To summarize: there was an expectation of prospective application; the time period of retroactivity was excessive; considerations of fairness militate against retroactivity; and there was improper purpose to be served. On balance, all factors considered, Local Law No. 66’s retroactive provisions offend notions of due process.

Plaintiffs also maintain that Local Law No. 66 violates the equal protection clause because it discriminates against those individuals who purchased rent-stabilized multiple dwellings since December 1985 when Local Law No. 95 was enacted. These purchasers of property will be liable for fees for a period of time when they were not owners of the property.

The Department of Finance has indicated that it interprets the statute to impose the fee on the owners of the property for the given fee year and not upon the current owners who only recently purchased. This position is contrary to the posture that was taken by the city officials prior to the adoption of the provision (see, minutes of City Council, Dec. 18, 1985). And it tacitly concedes that the retrospective imposition of such fees on current owners for units not owned in 1984 or 1985 would not be permissible.

This latest interpretation, however, does not make sense when the law is viewed in its entirety. Local Law No. 66 provides for fees to be collected retroactively from "owners”. It also includes sanctions for the failure to remit the fees. The sanction consists of prohibition on rent increases. These sanctions will be applied to a nonowner, and, in effect, be without consequence or meaning. Alternatively, the sanctions would be used to penalize, after the fact, current owners for the omissions of their predecessors over whom they ostensibly have no control or recourse. This anomalous result is an unreasonable construction of the statute. Thus, this eleventh hour attempt by reinterpretation to salvage a constitutionally infirm statute is unavailing.

A statute will offend the equal protection clause, if it is not rationally related to a permissible public purpose. (Plyler v Doe, 457 US 202, 216.) There is no permissible public purpose to be served here by the discrimination practiced under the statute. The provision imposes what amounts to a penalty upon new owners.

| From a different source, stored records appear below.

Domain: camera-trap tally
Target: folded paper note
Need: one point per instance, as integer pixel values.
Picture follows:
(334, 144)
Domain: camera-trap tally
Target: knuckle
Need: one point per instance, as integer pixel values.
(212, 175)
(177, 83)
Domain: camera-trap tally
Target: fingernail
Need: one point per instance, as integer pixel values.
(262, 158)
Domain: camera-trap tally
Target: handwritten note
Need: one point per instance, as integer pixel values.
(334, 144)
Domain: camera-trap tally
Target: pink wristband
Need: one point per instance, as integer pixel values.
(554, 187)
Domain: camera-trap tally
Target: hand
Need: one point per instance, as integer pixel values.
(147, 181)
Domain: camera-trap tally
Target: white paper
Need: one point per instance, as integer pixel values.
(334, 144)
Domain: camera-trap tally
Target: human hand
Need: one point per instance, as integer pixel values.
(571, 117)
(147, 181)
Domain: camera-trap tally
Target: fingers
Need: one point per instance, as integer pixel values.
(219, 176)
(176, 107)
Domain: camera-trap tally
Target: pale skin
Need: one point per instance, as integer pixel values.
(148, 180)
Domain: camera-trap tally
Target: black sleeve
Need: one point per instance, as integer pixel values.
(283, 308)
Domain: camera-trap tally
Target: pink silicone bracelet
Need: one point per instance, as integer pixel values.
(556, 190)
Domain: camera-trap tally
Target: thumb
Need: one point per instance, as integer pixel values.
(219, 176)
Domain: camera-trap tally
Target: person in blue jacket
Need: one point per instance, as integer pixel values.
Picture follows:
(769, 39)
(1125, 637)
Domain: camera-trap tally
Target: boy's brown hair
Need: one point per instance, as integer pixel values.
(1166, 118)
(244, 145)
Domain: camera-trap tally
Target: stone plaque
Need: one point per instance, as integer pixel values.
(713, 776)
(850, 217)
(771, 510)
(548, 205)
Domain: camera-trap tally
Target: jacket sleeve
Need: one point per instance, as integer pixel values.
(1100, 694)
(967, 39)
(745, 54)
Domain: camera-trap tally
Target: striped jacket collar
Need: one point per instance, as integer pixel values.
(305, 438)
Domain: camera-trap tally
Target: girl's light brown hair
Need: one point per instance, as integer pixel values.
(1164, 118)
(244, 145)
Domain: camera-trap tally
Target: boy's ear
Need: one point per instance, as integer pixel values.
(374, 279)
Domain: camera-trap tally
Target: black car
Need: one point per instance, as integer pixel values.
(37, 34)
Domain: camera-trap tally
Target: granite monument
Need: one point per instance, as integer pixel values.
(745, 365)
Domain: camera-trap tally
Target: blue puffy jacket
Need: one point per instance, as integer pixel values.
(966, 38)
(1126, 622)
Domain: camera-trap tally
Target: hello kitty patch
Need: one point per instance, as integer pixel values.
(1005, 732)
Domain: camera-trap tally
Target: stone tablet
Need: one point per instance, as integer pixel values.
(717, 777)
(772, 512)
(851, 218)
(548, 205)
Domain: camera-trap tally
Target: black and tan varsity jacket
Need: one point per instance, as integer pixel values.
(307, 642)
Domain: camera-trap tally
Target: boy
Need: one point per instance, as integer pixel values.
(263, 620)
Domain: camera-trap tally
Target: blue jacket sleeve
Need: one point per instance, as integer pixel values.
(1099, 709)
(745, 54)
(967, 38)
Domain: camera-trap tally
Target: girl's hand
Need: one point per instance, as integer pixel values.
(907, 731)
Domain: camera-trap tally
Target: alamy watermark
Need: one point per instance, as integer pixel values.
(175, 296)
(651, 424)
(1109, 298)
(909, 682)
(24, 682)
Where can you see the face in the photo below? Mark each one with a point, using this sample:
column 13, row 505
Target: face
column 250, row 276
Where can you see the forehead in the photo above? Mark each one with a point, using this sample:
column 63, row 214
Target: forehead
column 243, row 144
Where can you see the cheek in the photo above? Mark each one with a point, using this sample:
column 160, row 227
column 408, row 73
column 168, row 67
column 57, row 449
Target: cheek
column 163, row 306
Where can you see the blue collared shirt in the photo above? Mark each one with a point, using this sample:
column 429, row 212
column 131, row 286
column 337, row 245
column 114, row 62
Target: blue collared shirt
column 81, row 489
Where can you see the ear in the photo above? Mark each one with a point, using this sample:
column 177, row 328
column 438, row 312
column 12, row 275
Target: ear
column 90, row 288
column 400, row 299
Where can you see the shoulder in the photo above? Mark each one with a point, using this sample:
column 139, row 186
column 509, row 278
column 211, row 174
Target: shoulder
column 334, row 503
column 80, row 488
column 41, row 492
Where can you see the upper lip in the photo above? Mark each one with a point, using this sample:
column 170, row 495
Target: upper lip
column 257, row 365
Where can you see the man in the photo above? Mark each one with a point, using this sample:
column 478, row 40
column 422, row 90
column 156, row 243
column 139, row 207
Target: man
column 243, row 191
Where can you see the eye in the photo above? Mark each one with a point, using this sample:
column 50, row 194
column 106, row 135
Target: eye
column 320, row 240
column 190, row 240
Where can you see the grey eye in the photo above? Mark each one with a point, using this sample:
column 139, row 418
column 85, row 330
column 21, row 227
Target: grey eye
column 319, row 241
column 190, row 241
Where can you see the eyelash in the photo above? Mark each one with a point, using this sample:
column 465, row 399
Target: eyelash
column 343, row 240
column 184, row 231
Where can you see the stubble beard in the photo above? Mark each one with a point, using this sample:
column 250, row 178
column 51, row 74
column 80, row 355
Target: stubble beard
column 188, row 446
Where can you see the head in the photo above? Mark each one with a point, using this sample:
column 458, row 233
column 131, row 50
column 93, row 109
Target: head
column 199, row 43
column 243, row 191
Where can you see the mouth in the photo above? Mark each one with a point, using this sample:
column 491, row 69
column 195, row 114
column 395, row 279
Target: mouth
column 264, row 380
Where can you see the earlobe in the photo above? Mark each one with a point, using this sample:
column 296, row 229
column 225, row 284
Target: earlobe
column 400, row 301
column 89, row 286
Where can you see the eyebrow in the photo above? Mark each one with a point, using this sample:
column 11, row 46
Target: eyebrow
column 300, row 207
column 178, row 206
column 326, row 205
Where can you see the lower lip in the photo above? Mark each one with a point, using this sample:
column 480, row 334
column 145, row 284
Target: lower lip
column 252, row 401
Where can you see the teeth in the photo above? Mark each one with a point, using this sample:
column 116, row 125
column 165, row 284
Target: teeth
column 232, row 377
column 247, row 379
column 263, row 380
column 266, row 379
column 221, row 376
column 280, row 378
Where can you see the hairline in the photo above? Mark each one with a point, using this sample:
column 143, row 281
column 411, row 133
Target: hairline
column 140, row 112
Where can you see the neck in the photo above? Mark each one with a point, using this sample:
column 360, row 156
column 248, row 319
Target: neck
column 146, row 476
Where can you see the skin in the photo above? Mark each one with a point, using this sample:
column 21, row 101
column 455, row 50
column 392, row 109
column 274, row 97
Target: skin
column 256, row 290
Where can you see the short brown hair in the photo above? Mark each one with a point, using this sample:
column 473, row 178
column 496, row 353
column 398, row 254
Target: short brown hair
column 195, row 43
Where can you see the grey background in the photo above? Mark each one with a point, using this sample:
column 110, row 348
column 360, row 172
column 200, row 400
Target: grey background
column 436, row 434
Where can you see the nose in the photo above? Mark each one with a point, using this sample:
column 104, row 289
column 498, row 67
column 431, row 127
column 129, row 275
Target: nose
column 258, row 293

Furthermore, Local Law No. 66 is invalid for the additional *370reason that it conflicts with its enabling legislation. The authority of the city to enact local laws under the State Constitution or the Municipal Home Rule Law is conditioned on the exercise of such authority not being inconsistent with any State enactment. (People v De Jesus, 54 NY2d 465; Matter of Landsdown Entertainment Corp. v New York Dept. of Consumer Affairs, 133 Misc 2d 206 [Sup Ct, NY County 1986].) Inconsistency is not limited to cases of express conflict between State and local laws. Thus, a local law is inconsistent with State statute if it allows what State law prohibits or forbids what State law permits. (Consolidated Edison Co. v Town of Red Hook, 60 NY2d 99.)

Here, the enabling legislation, as noted above, is a prospective enactment. The authority given the city cannot exceed the bounds of the enabling statute. Adopting a retroactive provision by the city is prohibited by the State. In addition, the enabling statute expresses the purpose for which the funds were to be collected, and the city in Local Law No. 66 ignores that purpose. The funds were to be utilized for a specific limited purpose — to defray the costs of rent stabilization on a year-to-year basis. They cannot be used to close a future possible budget gap by allocating funds to other government services no matter how compelling the financial distress of the city.

Lastly, the enabling statute clearly recites that the fees imposed are to be limited to $10 per year. In effect, the city, by its lassitude, is seeking through Local Law No. 66 to recoup three years of fees in one. This is yet another inconsistency that invalidates the statute.

Accordingly, the motion for summary judgment by plaintiff for a declaration that Local Law No. 26, now Local Law No. 66, violates the due process and equal protection clauses and is, therefore, unconstitutional and void is granted. Plaintiffs are also granted a declaration that the enactment is inconsistent with its enabling legislation and is invalid. The cross motion by defendants for summary judgment is denied.